A variante mais grave da referida incapacidade é, porém, nossa tendência a supor que a “armadilha da renda média” é um estado estacionário, com o qual podemos conviver indefinidamente. Crescendo 3% ao ano – felicidade que decididamente não está à vista – levaremos uma geração inteira para dobrar a pífia renda de que hoje dispomos, algo entre onze e doze mil dólares anuais. A parcela da sociedade que aufere tal renda não é uma “classe média”, é uma camada muito acima dela. A verdade é que o Brasil não tem uma classe média digna do nome, e não tem por três razões muito simples. Uma classe média se faz com empregos estáveis, com perspectivas de carreira, propriedades pequenas e médias e educação de qualidade. Abaixo dela, como ninguém ignora, temos um oceano de miseráveis.
Essa situação nada tem de estacionária. Sem uma vigorosa retomada do crescimento econômico, com substancial aumento dos investimentos e da produtividade e um rápido preenchimento do espaço reservado a uma futura classe média, teremos, isso sim, uma enorme elevação do nível dos conflitos e da violência de modo geral.
O difícil futuro a que me refiro não é um cenário para almas frágeis. Certos aspectos dele já se estão configurando e são suficientes para nos tirar o sono.
Considere-se, por exemplo, a questão do saneamento. Sabemos que só metade dos domicílios, se tanto, está ligada à rede pública de esgotos. Em outros aspectos, mesmo não sendo um profissional da área, atrevo-me a inquirir se não estamos no limiar de uma dramática regressão. As cercanias das grandes cidades, e mesmo certos bairros dentro delas, estão infestados de pernilongos Culex e mosquitos Aedes aegypti e registram aumentos importantes na população de escorpiões e – pasmem – até na de barbeiros!
Enganam-se redondamente as camadas de renda situadas muito acima da “armadilha da renda média” que se sentem invulneráveis a uma acelerada deterioração nas condições gerais de vida.
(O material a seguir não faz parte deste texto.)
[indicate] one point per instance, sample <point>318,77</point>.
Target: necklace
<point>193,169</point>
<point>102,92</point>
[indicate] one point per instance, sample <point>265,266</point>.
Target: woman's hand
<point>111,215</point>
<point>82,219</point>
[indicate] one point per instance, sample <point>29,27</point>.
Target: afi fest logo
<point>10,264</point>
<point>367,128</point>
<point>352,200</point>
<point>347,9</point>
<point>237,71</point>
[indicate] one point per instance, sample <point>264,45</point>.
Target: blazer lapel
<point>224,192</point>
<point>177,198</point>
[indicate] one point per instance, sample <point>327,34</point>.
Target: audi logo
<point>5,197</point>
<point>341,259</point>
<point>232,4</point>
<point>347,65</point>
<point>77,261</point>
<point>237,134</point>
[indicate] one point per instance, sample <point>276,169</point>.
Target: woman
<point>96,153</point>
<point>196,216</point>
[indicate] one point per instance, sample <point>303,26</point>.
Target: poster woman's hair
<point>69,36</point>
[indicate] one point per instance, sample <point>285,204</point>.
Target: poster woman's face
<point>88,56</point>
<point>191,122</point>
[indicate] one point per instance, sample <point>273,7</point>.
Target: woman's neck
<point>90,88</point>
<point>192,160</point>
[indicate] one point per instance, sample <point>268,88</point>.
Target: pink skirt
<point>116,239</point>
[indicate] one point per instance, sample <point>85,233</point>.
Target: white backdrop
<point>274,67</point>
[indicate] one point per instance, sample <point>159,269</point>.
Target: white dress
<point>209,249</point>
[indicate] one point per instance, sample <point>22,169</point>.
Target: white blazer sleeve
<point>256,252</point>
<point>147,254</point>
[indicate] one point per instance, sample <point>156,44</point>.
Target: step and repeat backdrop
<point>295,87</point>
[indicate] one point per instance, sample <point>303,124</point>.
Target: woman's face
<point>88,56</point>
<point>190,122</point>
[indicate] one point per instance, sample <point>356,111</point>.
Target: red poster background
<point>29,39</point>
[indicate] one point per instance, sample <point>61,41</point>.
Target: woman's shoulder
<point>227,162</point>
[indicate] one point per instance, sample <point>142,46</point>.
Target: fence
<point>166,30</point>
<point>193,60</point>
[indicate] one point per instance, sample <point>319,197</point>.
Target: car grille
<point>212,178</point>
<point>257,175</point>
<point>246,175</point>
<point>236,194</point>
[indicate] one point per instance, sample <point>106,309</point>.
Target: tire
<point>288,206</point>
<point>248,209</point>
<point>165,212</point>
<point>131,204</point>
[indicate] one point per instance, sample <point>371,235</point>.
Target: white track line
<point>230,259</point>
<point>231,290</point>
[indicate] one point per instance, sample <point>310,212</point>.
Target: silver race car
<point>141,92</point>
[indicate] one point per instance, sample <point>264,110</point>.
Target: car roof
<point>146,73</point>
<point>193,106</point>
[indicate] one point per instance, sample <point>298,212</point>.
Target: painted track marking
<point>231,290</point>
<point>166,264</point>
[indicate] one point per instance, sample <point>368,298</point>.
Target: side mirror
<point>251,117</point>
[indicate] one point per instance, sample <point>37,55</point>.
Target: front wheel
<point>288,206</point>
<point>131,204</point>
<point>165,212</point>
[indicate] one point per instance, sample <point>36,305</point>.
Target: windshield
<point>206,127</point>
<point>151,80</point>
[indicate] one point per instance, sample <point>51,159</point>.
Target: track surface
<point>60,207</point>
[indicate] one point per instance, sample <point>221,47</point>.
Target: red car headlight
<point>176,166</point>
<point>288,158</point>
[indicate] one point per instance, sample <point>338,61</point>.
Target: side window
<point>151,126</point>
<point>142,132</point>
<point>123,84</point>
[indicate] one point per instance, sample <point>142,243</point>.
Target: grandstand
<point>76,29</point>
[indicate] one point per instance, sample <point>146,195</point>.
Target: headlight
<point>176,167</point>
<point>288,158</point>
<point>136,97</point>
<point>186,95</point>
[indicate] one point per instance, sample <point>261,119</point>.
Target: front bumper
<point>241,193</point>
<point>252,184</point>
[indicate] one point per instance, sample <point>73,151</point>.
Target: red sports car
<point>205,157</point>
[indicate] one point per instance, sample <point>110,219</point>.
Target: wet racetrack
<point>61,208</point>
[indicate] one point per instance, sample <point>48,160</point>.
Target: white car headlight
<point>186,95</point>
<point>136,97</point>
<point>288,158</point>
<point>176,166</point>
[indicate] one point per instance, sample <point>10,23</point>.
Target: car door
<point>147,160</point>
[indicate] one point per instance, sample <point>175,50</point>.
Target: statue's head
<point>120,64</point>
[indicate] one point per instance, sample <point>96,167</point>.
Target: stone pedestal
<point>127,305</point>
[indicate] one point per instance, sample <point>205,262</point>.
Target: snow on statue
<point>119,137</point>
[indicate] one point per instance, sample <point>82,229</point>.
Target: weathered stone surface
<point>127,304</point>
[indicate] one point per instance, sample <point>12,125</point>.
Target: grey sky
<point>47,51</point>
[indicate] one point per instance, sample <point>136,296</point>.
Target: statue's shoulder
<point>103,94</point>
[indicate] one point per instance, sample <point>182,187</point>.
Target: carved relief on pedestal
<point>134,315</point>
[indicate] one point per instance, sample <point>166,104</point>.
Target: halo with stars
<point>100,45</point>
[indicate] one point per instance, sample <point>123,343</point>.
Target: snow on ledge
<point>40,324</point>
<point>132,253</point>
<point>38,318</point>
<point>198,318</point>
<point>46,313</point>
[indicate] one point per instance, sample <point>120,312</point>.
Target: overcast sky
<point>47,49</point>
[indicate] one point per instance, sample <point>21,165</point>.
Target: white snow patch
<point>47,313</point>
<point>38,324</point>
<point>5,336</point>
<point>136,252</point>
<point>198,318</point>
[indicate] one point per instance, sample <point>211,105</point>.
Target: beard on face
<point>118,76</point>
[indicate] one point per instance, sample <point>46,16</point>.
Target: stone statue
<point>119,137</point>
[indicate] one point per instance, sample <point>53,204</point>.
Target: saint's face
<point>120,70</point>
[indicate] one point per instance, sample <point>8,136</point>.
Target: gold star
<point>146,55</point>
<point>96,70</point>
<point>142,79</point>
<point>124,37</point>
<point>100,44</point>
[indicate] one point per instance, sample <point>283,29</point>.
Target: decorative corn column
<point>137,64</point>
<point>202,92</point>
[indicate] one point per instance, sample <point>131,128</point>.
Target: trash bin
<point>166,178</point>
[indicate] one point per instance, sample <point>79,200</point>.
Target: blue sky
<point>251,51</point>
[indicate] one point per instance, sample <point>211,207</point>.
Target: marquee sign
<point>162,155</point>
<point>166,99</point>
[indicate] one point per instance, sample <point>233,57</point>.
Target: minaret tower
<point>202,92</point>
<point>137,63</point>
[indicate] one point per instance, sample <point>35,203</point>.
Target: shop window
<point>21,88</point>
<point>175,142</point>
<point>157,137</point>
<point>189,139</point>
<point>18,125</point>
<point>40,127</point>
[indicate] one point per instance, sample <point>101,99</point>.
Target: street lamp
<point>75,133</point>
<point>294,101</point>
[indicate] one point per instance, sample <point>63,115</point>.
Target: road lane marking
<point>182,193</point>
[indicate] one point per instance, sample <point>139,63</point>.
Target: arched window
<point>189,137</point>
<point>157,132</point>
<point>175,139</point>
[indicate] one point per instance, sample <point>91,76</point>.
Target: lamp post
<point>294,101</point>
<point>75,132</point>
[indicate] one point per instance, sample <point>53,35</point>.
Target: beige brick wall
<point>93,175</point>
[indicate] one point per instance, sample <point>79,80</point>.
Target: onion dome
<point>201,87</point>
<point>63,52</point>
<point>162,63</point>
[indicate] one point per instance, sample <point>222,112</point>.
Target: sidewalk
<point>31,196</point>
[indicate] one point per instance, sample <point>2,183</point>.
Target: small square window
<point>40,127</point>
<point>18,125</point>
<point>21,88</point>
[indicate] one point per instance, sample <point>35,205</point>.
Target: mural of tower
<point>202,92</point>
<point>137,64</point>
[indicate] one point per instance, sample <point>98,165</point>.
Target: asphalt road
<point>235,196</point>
Se o transatlântico for a pique, a primeira classe irá junto.
Tenho plena ciência de que não estamos na beira de um precipício. Fiz menção acima a avanços recentes, como na reforma da Previdência, e ao papel, justiça seja feita, que neles desempenhou a Câmara dos Deputados. E por mais difícil que seja defender tal tese neste momento, é também certo que temos um regime democrático razoavelmente organizado. Retornando, porém, à armadilha da renda média, salta aos olhos que cedo ou tarde teremos de levar a sério o tema da reforma política. Ele tem estado em debate há mais de trinta anos e os resultados, convenhamos, são modestos.
Nosso sistema político é pateticamente deficitário no que se refere à capacidade de agregar interesses e direcioná-los para objetivos relevantes, de mais longo prazo. Desse ponto de vista, a organização partidária deveria ser o alfa e o ômega. Mas que protagonismo tiveram os partidos políticos na reforma da Previdência? Nenhum. No momento atual, os protagonistas cruciais do processo político não são os partidos, mas os grupos corporativistas, especialistas em desagregar os interesses em jogo até adequá-los a suas respectivas capacidades de pressão.
É essa a estrutura que nos proporcionará o empuxo decisivo para a superação da armadilha, vale dizer, para o crescimento sustentável e para níveis aceitáveis de bem-estar social?
O problema de fundo, como se vê, não se reduz aos nossos resquícios de juvenil ufanismo, nem ao caráter acrático de nosso povo, nem ao cambaleante latim do presidente da República. Cedo ou tarde teremos de encarar a reforma do sistema político e oxalá não o façamos pelos estéreis sendeiros que trilhamos desde meados dos anos 80, e sim com uma participação mais efetiva do setor privado.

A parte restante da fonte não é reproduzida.